THE ECONOMICS OF THE PRIVATE MARKET
Banks as Buyers of Private Placements
Appendix C describes regulatory restrictions on bank purchases of private placements. To summarize, and ignoring minor exceptions, banks may not buy privately placed equity, but they may buy private debt so long as it is booked as a loan for regulatory purposes. Bank holding companies may buy limited amounts of equity and may buy privately placed debt without restriction.
Almost no data on the share of new private issues that is purchased by banks are publicly available. As part of a staff report on Rule 144A dated September 30, 1991, the SEC collected information on initial purchasers of sixty-nine Rule 144A placements issued from April 1990 through July 1991. Banks and savings and loan institutions (which were grouped together in the report) were initial purchasers of only $232 million of the $6.75 billion, or 3.44 percent of placements in the sample. They purchased only 4.16 percent of sample placements of straight debt, 7.42 percent of placements of asset-backed securities, and 0.7 percent of placements of common and preferred equity. Similarly, U.S. commercial banks purchased only about 3 percent of a different sample private placements (see table 7).

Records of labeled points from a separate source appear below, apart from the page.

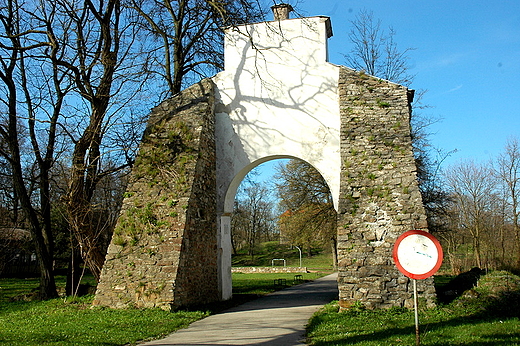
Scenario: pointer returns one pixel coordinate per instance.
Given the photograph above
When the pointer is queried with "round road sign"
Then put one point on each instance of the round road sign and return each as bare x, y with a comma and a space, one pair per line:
417, 254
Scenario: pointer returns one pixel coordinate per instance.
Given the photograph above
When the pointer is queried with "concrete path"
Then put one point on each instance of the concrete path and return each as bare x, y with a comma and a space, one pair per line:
277, 319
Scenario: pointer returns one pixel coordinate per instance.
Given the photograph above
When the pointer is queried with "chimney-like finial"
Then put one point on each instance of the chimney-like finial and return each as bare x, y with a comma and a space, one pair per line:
281, 11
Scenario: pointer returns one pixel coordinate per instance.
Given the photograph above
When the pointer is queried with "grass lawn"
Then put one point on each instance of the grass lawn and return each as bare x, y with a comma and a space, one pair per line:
72, 321
487, 315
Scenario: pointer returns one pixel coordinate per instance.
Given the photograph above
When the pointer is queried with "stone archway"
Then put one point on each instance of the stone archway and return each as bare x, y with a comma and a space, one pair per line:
278, 96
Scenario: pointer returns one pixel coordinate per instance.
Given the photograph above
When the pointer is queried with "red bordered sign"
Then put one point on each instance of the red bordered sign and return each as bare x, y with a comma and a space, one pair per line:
417, 254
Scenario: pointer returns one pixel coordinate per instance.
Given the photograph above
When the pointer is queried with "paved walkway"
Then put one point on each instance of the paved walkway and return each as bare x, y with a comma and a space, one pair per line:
277, 319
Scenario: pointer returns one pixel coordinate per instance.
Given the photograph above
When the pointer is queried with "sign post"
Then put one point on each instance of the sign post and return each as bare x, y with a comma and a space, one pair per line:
418, 255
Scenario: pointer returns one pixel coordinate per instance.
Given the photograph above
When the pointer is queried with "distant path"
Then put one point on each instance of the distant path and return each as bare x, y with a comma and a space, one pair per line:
277, 319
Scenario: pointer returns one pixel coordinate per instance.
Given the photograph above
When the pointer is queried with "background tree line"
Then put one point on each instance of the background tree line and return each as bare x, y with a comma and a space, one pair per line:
77, 79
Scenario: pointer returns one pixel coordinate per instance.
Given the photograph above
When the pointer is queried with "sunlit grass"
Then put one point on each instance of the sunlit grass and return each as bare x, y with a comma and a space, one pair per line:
489, 314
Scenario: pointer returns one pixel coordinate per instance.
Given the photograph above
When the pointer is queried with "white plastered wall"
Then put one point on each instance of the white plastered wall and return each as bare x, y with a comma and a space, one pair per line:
276, 98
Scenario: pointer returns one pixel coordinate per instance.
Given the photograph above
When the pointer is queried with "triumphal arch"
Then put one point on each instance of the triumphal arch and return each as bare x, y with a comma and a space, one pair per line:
278, 97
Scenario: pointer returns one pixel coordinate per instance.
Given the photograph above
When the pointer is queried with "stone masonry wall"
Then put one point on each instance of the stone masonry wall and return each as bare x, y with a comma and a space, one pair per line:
164, 248
380, 197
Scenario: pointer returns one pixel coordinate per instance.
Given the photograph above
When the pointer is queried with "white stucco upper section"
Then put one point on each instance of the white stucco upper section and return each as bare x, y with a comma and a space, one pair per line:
276, 98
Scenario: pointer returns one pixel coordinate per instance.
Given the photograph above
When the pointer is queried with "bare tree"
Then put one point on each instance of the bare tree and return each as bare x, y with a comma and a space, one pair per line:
473, 191
309, 216
21, 43
253, 217
508, 172
185, 38
375, 51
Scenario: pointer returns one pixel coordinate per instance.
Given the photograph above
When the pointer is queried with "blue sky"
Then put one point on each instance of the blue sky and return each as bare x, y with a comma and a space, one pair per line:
467, 57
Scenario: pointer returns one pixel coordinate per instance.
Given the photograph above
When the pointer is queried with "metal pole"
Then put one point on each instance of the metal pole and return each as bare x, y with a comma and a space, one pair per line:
415, 304
300, 250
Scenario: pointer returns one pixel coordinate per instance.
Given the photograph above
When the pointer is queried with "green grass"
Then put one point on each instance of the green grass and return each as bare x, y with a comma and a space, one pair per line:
72, 321
265, 252
60, 322
489, 314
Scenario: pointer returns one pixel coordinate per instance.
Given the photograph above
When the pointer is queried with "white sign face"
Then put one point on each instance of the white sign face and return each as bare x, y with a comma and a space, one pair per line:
417, 254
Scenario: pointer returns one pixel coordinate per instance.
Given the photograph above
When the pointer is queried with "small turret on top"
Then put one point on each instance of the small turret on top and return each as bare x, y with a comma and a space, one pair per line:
281, 11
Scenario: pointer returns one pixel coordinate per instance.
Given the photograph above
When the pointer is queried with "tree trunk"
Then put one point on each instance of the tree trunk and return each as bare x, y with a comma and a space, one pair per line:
334, 249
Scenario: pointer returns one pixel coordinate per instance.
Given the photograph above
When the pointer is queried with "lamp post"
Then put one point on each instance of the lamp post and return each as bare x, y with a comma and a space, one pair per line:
296, 246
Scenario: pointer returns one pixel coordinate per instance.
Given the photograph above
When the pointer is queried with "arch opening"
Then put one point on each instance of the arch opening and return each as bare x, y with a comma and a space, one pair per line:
264, 217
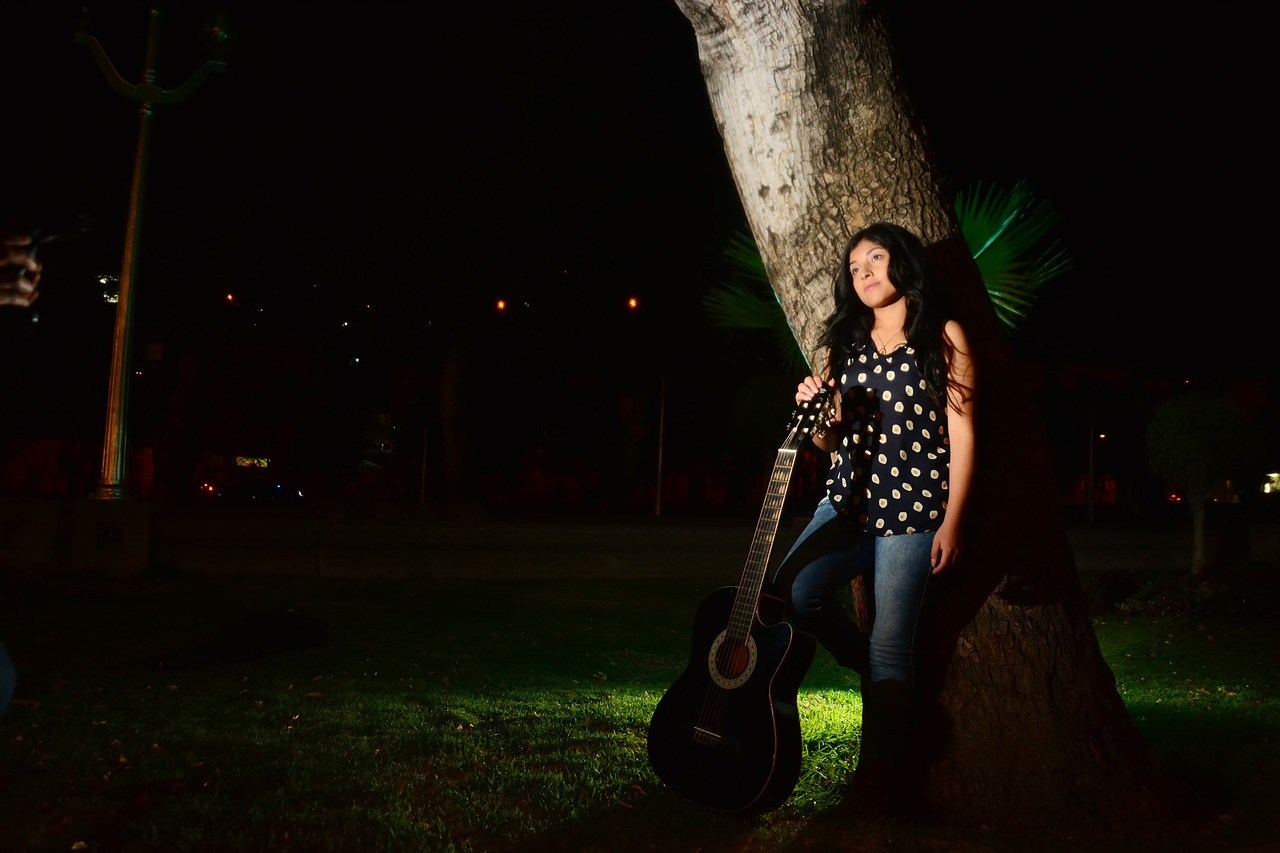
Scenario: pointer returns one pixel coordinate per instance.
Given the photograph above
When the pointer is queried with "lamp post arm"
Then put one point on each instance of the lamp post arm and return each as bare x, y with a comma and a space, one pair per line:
182, 92
146, 91
104, 62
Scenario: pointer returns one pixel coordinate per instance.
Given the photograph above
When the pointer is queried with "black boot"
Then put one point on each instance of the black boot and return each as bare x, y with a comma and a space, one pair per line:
881, 783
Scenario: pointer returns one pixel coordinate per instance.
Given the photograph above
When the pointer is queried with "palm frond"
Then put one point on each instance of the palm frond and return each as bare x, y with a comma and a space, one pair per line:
1009, 233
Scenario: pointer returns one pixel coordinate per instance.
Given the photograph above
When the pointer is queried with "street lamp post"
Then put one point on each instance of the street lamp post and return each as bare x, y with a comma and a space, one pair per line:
112, 486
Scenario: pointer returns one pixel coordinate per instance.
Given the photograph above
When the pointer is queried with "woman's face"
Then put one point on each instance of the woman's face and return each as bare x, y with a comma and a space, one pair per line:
868, 269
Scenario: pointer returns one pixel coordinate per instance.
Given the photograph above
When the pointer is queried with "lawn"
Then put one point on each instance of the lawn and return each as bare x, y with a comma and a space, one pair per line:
419, 715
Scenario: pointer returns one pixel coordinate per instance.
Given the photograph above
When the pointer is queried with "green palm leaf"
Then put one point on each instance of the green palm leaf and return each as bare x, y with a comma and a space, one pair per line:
1009, 232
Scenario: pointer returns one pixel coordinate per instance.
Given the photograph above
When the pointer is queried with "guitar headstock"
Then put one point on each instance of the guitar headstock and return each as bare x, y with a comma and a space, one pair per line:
814, 416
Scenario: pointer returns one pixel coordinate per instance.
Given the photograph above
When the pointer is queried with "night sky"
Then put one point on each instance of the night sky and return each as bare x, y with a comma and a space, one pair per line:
369, 185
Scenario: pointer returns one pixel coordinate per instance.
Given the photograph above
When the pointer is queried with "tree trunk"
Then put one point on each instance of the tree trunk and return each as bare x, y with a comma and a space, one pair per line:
1027, 726
1198, 498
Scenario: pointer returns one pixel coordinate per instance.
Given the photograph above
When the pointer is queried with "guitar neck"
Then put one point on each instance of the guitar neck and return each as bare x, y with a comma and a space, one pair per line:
766, 532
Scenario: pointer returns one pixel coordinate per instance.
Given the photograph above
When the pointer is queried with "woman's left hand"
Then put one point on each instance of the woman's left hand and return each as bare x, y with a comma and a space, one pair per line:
946, 547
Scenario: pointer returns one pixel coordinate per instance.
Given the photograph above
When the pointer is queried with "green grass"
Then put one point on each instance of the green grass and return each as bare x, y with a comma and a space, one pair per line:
497, 716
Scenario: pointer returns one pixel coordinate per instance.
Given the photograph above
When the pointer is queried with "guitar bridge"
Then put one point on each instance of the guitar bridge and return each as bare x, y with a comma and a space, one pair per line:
705, 738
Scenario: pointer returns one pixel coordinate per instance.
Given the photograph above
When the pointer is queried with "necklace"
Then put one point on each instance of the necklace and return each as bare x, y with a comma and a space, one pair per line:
883, 345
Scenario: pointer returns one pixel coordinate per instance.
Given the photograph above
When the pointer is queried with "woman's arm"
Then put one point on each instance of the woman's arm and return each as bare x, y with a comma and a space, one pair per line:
947, 542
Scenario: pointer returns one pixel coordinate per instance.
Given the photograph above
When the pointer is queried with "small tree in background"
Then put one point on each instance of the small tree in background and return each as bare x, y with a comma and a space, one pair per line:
1198, 441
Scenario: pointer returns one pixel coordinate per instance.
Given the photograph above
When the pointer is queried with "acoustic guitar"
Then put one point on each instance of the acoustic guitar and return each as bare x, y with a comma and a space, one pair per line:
726, 734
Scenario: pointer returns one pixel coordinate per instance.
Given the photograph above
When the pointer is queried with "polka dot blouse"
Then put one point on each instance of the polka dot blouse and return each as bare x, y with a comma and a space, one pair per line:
890, 473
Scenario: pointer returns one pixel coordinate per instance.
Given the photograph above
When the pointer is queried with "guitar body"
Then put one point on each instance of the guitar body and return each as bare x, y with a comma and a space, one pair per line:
726, 734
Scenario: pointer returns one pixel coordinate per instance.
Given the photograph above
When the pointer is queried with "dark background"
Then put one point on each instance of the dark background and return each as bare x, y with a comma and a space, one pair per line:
368, 182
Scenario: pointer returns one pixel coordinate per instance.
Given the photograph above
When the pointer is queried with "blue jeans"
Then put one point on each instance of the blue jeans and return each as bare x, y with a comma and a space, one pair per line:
830, 553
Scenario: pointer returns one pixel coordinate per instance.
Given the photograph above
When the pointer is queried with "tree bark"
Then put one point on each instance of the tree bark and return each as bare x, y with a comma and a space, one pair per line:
1025, 728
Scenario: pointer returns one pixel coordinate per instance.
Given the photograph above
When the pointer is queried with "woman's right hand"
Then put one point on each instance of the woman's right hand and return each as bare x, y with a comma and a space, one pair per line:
808, 389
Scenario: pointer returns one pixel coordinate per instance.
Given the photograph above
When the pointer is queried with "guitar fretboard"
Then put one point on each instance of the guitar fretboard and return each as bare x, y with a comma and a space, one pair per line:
762, 544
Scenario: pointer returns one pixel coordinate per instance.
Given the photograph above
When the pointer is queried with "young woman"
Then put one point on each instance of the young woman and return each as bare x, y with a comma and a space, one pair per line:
903, 463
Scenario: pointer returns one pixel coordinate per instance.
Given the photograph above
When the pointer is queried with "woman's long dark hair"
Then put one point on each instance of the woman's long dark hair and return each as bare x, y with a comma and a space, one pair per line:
849, 327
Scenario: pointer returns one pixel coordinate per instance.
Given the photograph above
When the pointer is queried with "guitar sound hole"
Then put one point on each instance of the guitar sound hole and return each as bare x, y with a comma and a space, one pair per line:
731, 661
732, 658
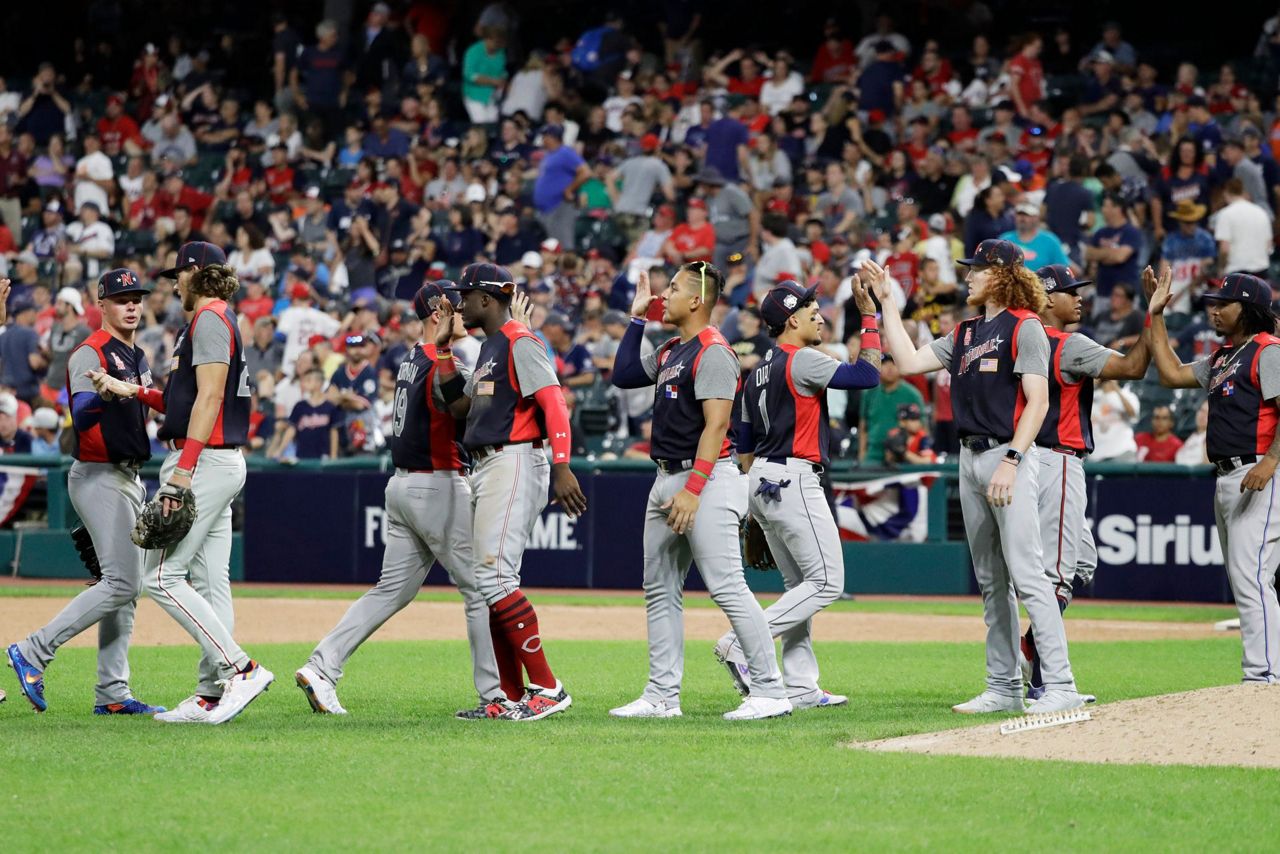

The extent to which these samples are representative of all private placements is not known. As noted in appendix C, we have some reason to believe that banks may be less willing to purchase Rule 144A placements because performing normal loan-underwriting due diligence for those may be more difficult than for traditional placements. Anecdotal evidence obtained in interviews, however, confirms that banks are infrequent buyers of private placements. According to market participants, most banks prefer investments of shorter duration than the average private placement. Relationships of issuers with buyers of placements also tend to be less close than relationships of loan borrowers with bank lenders, and banks like the opportunity to sell other services that close relationships provide. Market participants suggested that a bank is most likely to buy part of a placement when it already has a relationship with the issuer (since costs of due diligence are small).
All-in returns on private placements of debt may also be smaller for banks than for insurance companies. Most banks would probably swap the fixed-rate payment stream of a placement to match the repricing pattern of floating rate liabilities, and the cost of such swaps may make most placements unattractive to banks.
In summary, no major regulatory barriers to bank purchases of private placements of debt appear to exist, but various economic considerations may make placements less attractive than other investments to banks. Banks seem unlikely to become major buyers of private placements in the near to medium term.